Investment as % of GDP shows uneven growth across the continent
The Atomico report also sheds light on tech investment as a percentage of GDP, providing context for regional disparities. Over the last decade, the US invested 0.53% of its GDP in technology. While this figure may not represent a universal benchmark, it highlights Europe’s potential for growth.
Among European nations, Sweden and the UK lead with investments of 0.52% and 0.48% of GDP, respectively, cementing their status as innovation hubs. In contrast, larger economies such as Germany and France, despite higher absolute levels of VC funding, lag on this metric. Smaller nations like Malta and Cyprus punch above their weight, benefiting from favorable tax and regulatory environments that attract tech companies.
CEE nations, including Poland and Romania, are at the lower end of the spectrum, investing less than 0.10% of GDP in technology. This gap underscores the need for targeted efforts to support tech growth in these regions, enabling them to close the distance with Europe’s leading hubs.
Europe CAGR is growing fast, but where are the investments?
Europe’s compounded annual growth rate (CAGR) of 13% over the last decade is the fastest globally, outpacing the United States (8%) and China (2%). Yet, year-over-year comparisons paint a more challenging picture. While US funding is set to grow by 16% in 2024, Europe faces a decline. Notably, large funding rounds ($250M+) account for 44% of US investments this year, whereas Europe struggles to compete at this scale.
Smaller European economies, however, are showing exceptional growth. Croatia and Czechia, for example, have seen average annual growth rates of 75% and 42%, respectively, far outpacing Europe’s average. Such figures demonstrate the potential of underrepresented markets, including many in CEE, to contribute more significantly to the continent’s ecosystem.

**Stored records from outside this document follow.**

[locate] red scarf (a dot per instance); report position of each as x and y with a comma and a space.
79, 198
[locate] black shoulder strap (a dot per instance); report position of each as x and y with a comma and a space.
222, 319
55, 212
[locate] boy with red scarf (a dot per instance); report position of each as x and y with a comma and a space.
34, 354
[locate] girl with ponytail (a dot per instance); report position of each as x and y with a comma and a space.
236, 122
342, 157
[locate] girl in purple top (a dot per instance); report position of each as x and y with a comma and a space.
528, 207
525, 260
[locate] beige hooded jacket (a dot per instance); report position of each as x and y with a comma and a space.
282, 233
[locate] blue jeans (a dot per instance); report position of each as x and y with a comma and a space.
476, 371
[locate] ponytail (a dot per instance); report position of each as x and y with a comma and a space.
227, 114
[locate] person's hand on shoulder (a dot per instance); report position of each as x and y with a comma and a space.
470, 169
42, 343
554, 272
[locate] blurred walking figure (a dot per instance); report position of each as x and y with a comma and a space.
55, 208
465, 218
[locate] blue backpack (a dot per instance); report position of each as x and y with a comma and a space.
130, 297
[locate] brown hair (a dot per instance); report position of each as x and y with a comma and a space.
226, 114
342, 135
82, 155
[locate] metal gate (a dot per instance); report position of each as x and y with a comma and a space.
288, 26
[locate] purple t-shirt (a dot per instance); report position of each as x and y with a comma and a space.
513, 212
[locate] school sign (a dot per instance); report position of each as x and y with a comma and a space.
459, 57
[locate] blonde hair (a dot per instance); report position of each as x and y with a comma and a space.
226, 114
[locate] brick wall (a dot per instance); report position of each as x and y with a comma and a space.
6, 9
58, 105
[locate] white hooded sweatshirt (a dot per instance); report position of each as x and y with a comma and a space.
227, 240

Slim Seed and Series A+ rounds
Seed-stage investments in Europe have grown nearly fivefold since 2015, with median sizes increasing from $300K to $1.4M. Series C rounds have also expanded, with median sizes reaching $55M compared to $18M in 2015. Despite these gains, the US continues to lead in funding size. Seed rounds in the US are now more than double those in Europe, and Series A rounds remain about 40% larger.
This gap is particularly pronounced in AI, a field that has captured the global imagination since late 2022. Although European startups have made strides, much of the momentum remains concentrated in larger Western markets, leaving regions like CEE struggling to keep pace. The result? CEE startups leaving the region for better support.
Regulations come before innovation
While Europe has made impressive strides, challenges persist, with regulation and market fragmentation cited as key barriers. Nearly half (47%) of respondents in Atomico’s survey identified regulatory hurdles as a significant impediment to growth. The bureaucratic complexities of navigating multiple jurisdictions deter founders and investors alike, raising concerns about Europe’s long-term competitiveness.
CEE faces additional challenges, including access to capital and talent retention. Although 20% of European founders find it easier to raise capital today, the region’s reliance on smaller investment rounds often hampers its ability to grow fast.
The future is bright, isn’t it?
Europe has undoubtedly made remarkable progress, with a decade of rapid growth and increasing global influence. Yet, the divide between our continent and the rest of the world remains a pressing concern. By aligning investment levels with GDP benchmarks, simplifying regulations, and fostering inclusive policies, Europe can ensure its tech ecosystem grows equitably.